# Lifts in residential work



## DeanV (Apr 18, 2007)

How often do you guys use a lift? 

I never have so far, but am pricing one project that has EIFS from 20' to 30' off the ground. Without a lift, I cannot see any good way to evenly apply paint to the surface and have it look good. Working from ladders, too much start and stop would leave lap marks I am thinking. Scaffolding would be an option, but this is a multiple unit project and it would be needed on 2 sides of each building, so it would be a lot of set up and tear down.
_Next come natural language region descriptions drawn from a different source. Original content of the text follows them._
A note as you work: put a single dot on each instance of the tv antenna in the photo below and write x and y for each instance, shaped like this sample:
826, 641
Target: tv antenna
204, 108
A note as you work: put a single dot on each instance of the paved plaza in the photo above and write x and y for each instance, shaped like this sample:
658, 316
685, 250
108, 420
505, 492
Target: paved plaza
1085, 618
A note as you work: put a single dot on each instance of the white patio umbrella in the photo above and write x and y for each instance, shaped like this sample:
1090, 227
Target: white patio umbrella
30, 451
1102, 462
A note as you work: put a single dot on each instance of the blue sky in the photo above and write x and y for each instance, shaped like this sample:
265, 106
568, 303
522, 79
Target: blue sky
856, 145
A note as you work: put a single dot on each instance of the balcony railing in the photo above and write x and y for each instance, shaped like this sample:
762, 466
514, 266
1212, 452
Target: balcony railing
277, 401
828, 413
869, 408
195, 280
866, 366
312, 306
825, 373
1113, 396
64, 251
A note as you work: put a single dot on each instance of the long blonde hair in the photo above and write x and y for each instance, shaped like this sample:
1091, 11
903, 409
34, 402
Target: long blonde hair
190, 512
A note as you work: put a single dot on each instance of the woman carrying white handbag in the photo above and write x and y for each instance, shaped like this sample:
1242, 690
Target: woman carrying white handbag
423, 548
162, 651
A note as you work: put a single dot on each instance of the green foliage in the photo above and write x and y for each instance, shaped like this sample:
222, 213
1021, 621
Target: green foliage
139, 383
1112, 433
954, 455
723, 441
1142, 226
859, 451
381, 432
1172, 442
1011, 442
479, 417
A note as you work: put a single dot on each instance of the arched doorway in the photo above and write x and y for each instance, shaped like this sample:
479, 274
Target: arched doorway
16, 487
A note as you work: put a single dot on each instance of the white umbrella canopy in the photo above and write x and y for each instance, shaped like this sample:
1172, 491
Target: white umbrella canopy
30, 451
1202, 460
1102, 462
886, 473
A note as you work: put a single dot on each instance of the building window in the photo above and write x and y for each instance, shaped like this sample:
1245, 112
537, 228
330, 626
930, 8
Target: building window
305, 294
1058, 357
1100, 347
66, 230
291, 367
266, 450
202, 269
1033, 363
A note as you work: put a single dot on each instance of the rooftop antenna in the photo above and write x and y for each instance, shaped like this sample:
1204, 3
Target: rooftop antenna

I am thinking that the towable JLG lifts would be the best approach to avoid ruining lawns (lay down plywood to protect the turf).

Any thoughts or advice concerning lifts, scaffold, etc for things like this?


----------



## aaron61 (Apr 29, 2007)

The towables won't usually get us where we need to be in order to justify bringin 1 in. We just keep 10 sheets of 3/4 ply on hand and go for the big boy.You just need to make sure you lay out all the disclaimers to the HO like,sprinkler lines,plants,grass,fence etc.... Sometimes we've had to include removing and re-installing all of these items.


----------



## DeanV (Apr 18, 2007)

The towables I looked at are rated for 35 and 50 feet vertically (working height). The other problem with lifts, is the projects I am looking at tend to really water the ground (spongy ground all day long). Makes me nervous about using a lift, even with plywood. For residential, it seems like the lifts never fit where we need them.


----------



## aaron61 (Apr 29, 2007)

That's the problem with the towables.They won't get you over & up. Always get more thasn you think you need. We have the guy who we rent from come out to the site & give us his recommendation.


----------



## [email protected] (Mar 1, 2008)

Just had a 85' one on a job. It was great till I had to get into the grass. Made confitti of 6 sheets of 3/4 osb board witch I endup making just 3 nuc boxes for honey bees got allmost half way to where I needed to go and was just getting deeper tracks so I quit. and head back to the pavement. :whistling2:
David


----------



## NEPS.US (Feb 6, 2008)

Drink much?

Why would you need a 85'er on a res job?


----------



## mblosik (Jan 3, 2009)

*Lap marks?*



DeanV said:


> How often do you guys use a lift?
> 
> I never have so far, but am pricing one project that has EIFS from 20' to 30' off the ground. Without a lift, I cannot see any good way to evenly apply paint to the surface and have it look good. Working from ladders, too much start and stop would leave lap marks I am thinking. Scaffolding would be an option, but this is a multiple unit project and it would be needed on 2 sides of each building, so it would be a lot of set up and tear down.
> 
> ...


Hey Dean--I always prime with Peel Bond before topcoat. It seals the surface great. Never had a lapper on siding or trim. I just use ladders. Everyone has their own way of doing things, but to me, the Peel Bond is a secret weapon....:thumbup: enjoy your posts, by the way...very helpful!


----------



## StefanC (Apr 29, 2009)

[email protected] said:


> Just had a 85' one on a job. It was great till I had to get into the grass. Made confitti of 6 sheets of 3/4 osb board witch I endup making just 3 nuc boxes for honey bees got allmost half way to where I needed to go and was just getting deeper tracks so I quit. and head back to the pavement. :whistling2:
> David


That's a heavy lift! I used OSB before for a towable, didn't work. Plywood on the other hand works much better.


----------